Ticino e Grigioni

In ferie con buone sensazioni

Alla vigilia delle vacanze l’edilizia ticinese ha buone riserve di lavoro

  • 30.07.2015, 20:01
  • 4 maggio, 14:36
Tra i grandi cantieri aperti anche quelli delle stazioni di Lugano, in immagine, e Bellinzona

Tra i grandi cantieri aperti anche quelli delle stazioni di Lugano, in immagine, e Bellinzona

  • ©Ti-Press

L'edilizia ticinese si appresta ad andare in ferie potendo contare su prospettive a medio termine abbastanza buone. Anche se non ai livelli degli scorsi anni, le riserve di lavoro ci sono. A preoccupare è piuttosto la concorrenza dei padroncini e dei lavori distaccati in arrivo dall’estero, come rileva alla RSI il neo direttore della sezione cantonale della Società impresari costruttori Nicola Bagnovini (ascolta le sue considerazioni nell’audio qui sotto).

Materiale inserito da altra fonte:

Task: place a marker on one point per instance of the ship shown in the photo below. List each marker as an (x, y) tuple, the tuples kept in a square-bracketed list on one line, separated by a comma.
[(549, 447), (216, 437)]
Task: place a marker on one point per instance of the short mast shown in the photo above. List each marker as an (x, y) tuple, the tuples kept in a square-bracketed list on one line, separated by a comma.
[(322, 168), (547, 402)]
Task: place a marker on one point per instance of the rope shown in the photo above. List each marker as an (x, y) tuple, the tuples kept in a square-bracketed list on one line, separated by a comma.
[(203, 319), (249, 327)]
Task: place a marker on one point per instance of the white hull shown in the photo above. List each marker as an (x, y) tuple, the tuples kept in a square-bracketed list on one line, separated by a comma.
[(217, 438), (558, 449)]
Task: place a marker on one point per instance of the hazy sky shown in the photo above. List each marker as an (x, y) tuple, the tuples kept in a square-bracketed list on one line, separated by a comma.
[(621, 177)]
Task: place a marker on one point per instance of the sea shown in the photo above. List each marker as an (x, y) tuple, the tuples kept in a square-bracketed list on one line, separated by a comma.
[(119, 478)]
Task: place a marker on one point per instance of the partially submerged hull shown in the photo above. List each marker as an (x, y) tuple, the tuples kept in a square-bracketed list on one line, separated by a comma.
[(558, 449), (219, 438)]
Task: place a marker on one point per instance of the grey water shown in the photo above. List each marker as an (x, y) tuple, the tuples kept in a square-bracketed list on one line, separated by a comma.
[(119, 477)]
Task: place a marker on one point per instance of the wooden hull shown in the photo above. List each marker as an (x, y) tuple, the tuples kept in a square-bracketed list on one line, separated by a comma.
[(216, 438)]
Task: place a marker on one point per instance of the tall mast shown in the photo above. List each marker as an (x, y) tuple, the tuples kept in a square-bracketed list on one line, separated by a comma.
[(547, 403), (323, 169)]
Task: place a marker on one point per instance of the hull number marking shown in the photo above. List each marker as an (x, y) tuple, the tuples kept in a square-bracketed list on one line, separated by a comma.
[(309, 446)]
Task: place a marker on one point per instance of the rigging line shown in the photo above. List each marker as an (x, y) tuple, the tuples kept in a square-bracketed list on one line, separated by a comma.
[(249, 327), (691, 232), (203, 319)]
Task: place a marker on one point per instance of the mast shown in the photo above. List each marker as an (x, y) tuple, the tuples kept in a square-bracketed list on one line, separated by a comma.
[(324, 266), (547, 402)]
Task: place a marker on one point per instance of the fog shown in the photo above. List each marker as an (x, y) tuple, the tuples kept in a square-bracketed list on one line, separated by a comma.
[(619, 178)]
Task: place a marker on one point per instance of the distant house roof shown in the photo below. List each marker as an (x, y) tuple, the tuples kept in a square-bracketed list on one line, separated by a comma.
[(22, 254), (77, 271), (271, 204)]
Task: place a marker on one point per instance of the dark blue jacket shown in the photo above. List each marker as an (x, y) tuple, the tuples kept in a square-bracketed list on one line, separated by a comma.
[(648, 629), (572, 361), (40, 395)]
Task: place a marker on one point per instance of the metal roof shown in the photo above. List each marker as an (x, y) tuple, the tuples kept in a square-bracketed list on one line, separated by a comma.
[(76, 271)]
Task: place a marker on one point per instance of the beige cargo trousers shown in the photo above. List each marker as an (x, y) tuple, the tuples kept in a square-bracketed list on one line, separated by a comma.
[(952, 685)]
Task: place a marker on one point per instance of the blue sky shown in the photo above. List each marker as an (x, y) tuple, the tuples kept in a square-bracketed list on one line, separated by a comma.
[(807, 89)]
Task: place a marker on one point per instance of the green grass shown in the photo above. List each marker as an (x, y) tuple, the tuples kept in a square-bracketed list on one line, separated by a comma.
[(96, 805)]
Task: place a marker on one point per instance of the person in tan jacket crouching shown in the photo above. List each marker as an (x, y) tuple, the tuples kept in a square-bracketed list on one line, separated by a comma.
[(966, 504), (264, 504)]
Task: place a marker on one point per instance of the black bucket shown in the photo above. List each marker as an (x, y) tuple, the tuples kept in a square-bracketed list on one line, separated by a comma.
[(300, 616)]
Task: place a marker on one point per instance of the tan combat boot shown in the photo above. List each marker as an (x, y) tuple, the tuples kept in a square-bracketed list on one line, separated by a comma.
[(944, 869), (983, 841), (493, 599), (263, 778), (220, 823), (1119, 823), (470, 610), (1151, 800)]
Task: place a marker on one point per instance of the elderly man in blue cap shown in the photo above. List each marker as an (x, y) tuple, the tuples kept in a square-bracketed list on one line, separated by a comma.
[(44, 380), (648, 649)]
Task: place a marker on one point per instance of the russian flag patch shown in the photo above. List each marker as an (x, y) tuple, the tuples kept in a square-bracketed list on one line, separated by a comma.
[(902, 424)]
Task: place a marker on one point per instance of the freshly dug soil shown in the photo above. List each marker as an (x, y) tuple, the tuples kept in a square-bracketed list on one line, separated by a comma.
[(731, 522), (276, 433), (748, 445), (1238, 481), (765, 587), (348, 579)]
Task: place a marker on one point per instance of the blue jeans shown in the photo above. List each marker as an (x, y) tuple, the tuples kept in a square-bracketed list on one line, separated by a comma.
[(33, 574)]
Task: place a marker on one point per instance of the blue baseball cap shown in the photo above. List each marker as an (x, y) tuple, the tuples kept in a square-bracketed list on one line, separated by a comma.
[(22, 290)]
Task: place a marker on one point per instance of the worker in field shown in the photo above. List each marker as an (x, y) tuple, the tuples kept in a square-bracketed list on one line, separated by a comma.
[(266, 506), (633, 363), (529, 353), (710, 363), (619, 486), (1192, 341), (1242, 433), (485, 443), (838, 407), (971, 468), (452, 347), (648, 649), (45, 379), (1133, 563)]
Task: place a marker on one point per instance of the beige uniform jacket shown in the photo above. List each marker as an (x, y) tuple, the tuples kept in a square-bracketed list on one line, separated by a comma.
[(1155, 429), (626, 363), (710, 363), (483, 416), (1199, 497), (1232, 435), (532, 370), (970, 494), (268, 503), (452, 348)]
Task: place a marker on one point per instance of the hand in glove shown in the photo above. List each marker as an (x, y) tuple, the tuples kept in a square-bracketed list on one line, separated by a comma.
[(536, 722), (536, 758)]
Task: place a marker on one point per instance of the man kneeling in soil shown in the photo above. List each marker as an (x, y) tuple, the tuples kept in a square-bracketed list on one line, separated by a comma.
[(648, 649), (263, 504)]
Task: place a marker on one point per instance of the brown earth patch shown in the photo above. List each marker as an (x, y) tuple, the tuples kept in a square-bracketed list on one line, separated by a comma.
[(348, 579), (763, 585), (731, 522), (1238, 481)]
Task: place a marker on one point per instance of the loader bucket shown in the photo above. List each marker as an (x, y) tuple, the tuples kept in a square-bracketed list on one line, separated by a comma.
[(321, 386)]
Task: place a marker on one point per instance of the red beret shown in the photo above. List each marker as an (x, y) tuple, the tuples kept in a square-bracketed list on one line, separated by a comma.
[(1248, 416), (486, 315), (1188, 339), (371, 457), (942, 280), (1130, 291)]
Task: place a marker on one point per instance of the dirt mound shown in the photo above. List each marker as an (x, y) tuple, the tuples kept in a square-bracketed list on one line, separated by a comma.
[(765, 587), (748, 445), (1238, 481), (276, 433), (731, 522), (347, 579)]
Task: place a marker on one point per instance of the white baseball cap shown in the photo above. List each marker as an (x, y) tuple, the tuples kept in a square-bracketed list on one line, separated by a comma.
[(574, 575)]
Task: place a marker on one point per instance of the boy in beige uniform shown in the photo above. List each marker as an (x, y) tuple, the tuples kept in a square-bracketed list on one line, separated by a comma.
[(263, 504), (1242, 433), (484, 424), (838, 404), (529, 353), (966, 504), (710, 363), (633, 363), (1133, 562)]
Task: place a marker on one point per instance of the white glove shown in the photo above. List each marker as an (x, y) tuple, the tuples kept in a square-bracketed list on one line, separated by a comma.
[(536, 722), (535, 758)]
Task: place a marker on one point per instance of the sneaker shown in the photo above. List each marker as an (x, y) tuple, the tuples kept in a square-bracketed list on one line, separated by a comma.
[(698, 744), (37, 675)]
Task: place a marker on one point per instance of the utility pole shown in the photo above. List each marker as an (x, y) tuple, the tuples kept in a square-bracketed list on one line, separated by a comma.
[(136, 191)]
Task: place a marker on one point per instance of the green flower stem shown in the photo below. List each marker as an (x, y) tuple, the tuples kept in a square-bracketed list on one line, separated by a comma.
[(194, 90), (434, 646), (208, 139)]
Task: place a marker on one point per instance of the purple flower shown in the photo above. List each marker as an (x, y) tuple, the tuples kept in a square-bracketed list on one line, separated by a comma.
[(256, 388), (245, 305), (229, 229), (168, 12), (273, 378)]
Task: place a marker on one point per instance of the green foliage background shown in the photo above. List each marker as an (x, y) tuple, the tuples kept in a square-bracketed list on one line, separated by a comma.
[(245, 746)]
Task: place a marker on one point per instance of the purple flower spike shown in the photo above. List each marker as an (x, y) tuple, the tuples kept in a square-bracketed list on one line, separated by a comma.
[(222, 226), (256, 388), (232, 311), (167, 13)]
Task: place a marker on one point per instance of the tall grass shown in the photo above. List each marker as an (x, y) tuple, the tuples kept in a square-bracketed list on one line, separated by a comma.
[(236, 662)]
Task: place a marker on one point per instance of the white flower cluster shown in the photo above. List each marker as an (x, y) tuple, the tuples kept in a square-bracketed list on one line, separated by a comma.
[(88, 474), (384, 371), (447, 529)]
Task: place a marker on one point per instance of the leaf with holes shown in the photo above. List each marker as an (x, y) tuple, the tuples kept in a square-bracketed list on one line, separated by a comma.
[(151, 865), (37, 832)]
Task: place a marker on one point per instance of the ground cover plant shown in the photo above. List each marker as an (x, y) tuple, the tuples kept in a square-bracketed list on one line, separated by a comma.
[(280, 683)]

L'occupazione nel settore principale della costruzione tiene. Come nel recente passato gli impiegati da ditte ticinesi sono circa 8'000. Il lavoro svolto da ditte estere (20'000 notifiche nei primi sei mesi dell’anno) corrispondono a circa altri mille posti a tempo pieno.

Tra due settimane, finite le ferie collettive, le ditte riprenderanno la loro attività potendo contare su riserve di appalti in grado di garantire lavoro fino alla fine dell’anno. Nell’edilizia si stima siano di 3-4 mesi, mentre nel genio civile di 4-5 mesi. Due dati considerati discreti e che confermano la vitalità del mercato. A favorirlo sono in primo luogo i tassi ipotecari ai minimi storici che invitano ad investire nel mattone costruendo nuovi edifici o ristrutturando quelli esistenti.